We can also use the “terms” function to see what the most common words are for each topic. The first argument in the function is the model name followed by the number of words you want to see. We will look at 10 words per topic.
terms(lda3, 10)
## Topic 1 Topic 2 Topic 3
## [1,] "people" "lord" "god"
## [2,] "came" "god" "one"
## [3,] "god" "israel" "things"
## [4,] "behold" "man" "say"
## [5,] "pass" "son" "truth"
## [6,] "lord" "king" "man"
## [7,] "yea" "house" "lord"
## [8,] "land" "one" "life"
## [9,] "now" "come" "see"
## [10,] "things" "people" "good"
Interpreting these results takes qualitative skills and is subjective.

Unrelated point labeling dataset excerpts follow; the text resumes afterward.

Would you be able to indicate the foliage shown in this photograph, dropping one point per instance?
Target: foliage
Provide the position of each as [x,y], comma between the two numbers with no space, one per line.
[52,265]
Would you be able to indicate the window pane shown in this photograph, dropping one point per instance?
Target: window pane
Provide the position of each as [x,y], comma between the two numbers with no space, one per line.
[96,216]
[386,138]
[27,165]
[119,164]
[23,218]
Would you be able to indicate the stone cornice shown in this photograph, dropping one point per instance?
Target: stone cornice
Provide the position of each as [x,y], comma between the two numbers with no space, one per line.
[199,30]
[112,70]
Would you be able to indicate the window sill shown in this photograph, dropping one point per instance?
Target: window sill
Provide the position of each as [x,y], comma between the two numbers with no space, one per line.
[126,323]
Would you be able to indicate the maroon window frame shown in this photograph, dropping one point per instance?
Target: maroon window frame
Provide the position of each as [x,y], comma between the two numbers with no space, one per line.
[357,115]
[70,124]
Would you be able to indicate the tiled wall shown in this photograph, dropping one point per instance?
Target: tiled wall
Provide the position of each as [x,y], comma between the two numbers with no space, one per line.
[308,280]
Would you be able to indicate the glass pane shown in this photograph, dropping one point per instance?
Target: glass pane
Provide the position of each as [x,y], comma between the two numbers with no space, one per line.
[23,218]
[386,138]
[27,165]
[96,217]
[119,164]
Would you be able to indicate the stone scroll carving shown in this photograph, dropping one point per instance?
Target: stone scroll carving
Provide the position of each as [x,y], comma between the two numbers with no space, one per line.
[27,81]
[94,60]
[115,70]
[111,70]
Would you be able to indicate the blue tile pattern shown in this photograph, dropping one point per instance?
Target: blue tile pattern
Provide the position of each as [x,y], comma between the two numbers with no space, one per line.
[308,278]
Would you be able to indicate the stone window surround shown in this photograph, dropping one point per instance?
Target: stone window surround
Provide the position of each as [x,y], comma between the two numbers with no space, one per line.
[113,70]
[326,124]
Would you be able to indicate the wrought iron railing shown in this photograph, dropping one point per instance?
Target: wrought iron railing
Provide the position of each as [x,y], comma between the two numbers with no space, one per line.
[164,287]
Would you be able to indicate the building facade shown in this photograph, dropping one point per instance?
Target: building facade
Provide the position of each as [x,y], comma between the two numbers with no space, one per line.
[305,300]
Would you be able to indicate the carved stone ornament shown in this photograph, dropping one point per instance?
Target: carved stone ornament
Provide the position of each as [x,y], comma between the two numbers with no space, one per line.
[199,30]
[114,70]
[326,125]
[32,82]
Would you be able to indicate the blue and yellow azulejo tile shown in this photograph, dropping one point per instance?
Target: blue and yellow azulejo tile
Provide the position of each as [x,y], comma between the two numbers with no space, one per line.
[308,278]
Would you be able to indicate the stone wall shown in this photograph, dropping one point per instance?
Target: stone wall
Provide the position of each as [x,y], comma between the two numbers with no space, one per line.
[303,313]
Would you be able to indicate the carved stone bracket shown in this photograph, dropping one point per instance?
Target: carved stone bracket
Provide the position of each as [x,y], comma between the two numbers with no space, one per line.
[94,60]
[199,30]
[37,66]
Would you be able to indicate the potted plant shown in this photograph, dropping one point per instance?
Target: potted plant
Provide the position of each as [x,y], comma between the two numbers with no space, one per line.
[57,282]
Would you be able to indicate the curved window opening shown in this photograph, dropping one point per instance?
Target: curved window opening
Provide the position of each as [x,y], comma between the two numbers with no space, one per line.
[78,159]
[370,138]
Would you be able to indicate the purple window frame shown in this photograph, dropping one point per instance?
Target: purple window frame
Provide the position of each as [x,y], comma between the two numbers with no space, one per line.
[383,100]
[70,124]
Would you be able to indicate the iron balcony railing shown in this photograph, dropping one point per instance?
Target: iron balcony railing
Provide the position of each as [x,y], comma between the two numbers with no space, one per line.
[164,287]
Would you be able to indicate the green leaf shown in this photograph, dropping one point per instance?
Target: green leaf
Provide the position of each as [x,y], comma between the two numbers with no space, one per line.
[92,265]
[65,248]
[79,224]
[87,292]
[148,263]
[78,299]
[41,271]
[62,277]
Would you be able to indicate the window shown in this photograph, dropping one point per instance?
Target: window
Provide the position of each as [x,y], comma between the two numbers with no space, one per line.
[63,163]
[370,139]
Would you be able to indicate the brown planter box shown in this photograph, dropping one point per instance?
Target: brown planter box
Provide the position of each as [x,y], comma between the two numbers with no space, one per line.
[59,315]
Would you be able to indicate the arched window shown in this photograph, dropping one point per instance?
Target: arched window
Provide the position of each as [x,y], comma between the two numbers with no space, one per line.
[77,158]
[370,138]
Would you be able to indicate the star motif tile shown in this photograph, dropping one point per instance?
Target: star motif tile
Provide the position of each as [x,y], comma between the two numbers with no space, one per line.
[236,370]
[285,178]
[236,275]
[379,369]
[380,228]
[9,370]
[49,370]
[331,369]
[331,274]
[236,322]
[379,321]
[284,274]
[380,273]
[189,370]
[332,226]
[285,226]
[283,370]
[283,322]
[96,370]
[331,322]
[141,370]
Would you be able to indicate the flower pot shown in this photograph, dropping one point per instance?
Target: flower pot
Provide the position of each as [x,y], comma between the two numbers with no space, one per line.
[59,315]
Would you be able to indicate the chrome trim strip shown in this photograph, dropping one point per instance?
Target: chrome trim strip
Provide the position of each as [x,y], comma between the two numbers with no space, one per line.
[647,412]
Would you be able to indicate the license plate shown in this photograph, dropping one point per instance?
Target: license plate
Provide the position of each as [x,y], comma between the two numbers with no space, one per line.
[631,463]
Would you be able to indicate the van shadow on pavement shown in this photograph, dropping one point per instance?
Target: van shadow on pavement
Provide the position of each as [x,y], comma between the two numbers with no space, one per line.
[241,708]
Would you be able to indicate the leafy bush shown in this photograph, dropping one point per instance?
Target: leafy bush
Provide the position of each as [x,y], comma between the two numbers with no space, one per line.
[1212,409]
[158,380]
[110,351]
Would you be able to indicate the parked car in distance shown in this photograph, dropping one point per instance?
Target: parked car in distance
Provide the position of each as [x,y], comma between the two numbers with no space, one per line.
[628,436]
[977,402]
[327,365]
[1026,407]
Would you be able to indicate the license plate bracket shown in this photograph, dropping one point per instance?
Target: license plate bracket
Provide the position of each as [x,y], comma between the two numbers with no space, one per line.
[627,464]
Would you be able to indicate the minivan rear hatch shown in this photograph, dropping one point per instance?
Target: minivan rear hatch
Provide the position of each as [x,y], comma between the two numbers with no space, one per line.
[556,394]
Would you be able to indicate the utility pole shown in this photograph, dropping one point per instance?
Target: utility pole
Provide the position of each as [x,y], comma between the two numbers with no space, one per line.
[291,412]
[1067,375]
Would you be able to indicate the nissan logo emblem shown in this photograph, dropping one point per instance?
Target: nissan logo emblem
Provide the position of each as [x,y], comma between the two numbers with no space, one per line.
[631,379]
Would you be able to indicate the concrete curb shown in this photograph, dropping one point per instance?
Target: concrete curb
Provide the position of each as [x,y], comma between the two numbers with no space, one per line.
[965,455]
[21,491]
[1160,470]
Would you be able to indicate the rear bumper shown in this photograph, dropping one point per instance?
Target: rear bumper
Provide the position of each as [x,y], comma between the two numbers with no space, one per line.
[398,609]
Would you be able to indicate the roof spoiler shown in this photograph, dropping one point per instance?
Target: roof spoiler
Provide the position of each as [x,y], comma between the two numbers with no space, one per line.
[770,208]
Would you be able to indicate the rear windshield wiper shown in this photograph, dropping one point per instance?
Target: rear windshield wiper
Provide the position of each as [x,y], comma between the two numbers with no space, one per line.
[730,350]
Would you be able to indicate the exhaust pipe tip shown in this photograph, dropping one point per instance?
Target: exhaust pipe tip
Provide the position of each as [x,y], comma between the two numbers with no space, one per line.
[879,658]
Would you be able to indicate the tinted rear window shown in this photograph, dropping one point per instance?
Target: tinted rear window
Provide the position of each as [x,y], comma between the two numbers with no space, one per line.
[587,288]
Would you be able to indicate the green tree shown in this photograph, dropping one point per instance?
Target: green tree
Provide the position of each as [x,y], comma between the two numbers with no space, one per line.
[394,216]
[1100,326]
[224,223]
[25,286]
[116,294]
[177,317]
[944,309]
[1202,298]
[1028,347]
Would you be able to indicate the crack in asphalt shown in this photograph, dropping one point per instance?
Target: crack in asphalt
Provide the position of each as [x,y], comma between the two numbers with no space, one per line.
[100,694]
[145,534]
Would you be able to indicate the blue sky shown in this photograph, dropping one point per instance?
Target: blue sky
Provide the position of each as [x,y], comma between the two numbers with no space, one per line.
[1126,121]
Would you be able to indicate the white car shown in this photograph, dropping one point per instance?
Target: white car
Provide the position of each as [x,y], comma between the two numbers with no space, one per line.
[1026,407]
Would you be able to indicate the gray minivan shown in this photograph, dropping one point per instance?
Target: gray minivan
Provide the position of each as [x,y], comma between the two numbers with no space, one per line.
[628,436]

They all seem to be talking about the same thing. Topic 3 (Bible) seems to focus on Israel and Lord while topic 1 (Mormon) is about God and people. Topic 2 (Buddha, Meditations, and Quran) speak of god as well but the emphasis has moved to truth and the word one.
Conclusion
This post provided insight into developing topic models using R. The results of a topic model analysis is highly subjective and will often require strong domain knowledge. Furthermore, the number of topics is highly flexible as well and in the example in this post we could have had different numbers of topics for comparative purposes.